«Santa Rita, una star La sua vita un’opera ancora da scrivere»
Moresco debutta al Teatro Moline con «Il buio»
Le persone che vedranno in prima assoluta Il buio, debutto alla regia dello scrittore e drammaturgo mantovano Antonio Moresco, sono invitate fin da ora a scegliere dall’armadio abiti scuri. Un dress code in linea con uno spettacolo definito dal neoregista «una cosa particolare e strana, nata in modo strano, per il nostro gruppo strano». La stranezza in questione, scritta con l’occhio visionario dello stesso Moresco, è attesa al Teatro Moline dal 5 al 17 marzo (da martedì a sabato ore 21, mercoledì alle 19, domenica alle 18.30) nella produzione di Emilia-Romagna Teatro.
Al centro troviamo la figura di Santa Rita da Cascia e ieri Moresco, circondato da parte del gruppo – l’attrice Alessandra Dell’Atti, Rita Deiola artefice del fondale di ombre che lui ribattezza «l’ombrista», Stefano Mazzanti per le luci e l’aiuto regista Cristina Accadi – ha introdotto il progetto. Santa Rita? «Una superstar. Non ce n’è una più famosa. Persino in Brasile le hanno dedicato una statua enorme». L’idea è nata alcuni anni fa. Si trovava in Umbria per lavoro ed è finito a Roccaporena, frazione dove la santa nacque nel 1381. «Rimasi colpito dalla costruzione collettiva sulle poche certezze biografiche. Ci sono dubbi persino sul fatto che sia stata monaca. Si sposò, ebbe due figli e quando suo marito venne ucciso questi volevano vendicarlo, ma Rita supplicò Dio di farli morire piuttosto che vedere consumare la vendetta: una cosa molto shakespeariana». Fatto sta che i figli morirono davvero di lì a poco. E qui Moresco la immagina nel nostro tempo che gli confida di
avere ucciso i propri figli. «Mi sono chiesto: se lei è un’opera aperta, perché non posso aggiungere la mia parte? Sono recidivo. Nel 2000 avevo scritto La santa, debuttò con Federica Fracassi: sono tornato sul luogo del delitto. A differenza dei santi, con le loro dottrine per arrivare a Dio, le sante che non producevano dottrine trovavano scorciatoie per arrivarci.
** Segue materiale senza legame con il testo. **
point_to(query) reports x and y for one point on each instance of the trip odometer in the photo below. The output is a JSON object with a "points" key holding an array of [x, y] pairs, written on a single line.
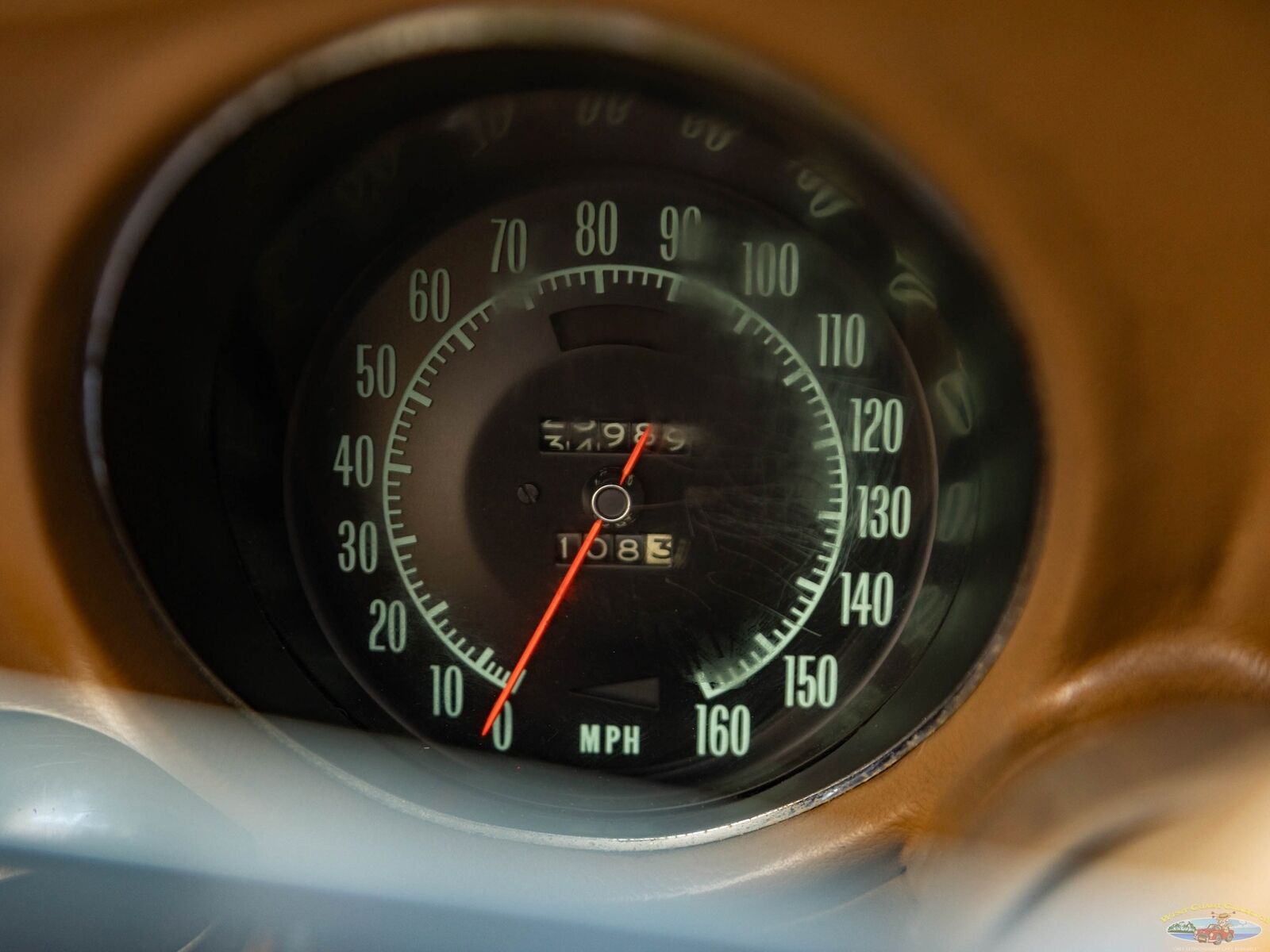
{"points": [[624, 444], [737, 584]]}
Le sento vicine. Forse perché sono stato in seminario».
Anche Moresco è parte dello spettacolo con la sua voce. «Entro in modo particolare nel teatro. Vado all’osso cercando il grado zero. Come in Magnificat, scritto poco dopo la morte di mia madre e sono tornato nella sua pancia». Andando all’osso, i veri personaggi principali sono il buio e la luce. Dove il buio non è vuoto, ma un “pieno” di visioni dall’inconscio. Per Alessandra Dell’Atti è stato «uno scoprirsi. Non potevo ripararmi dietro gli artifici. Qui tutto si vede, è scabro, essenziale, mentre si va nelle direzioni estreme di abisso e luce. È stata un’esperienza totalizzante». E se le ombre, dice Rita Deiola, «sono un mondo complesso, Antonio ha chiesto di lavorare per sottrazione: scotch, carta, cartone, pila». Una sottrazione necessaria. «Sono dentro la tragedia della vita ma contro il nichilismo in un presente di farse e parodie che allontanando la tragedia si è inventato un mondo che non esiste come per proteggerci. Ma io voglio entrare non protetto dentro la vita».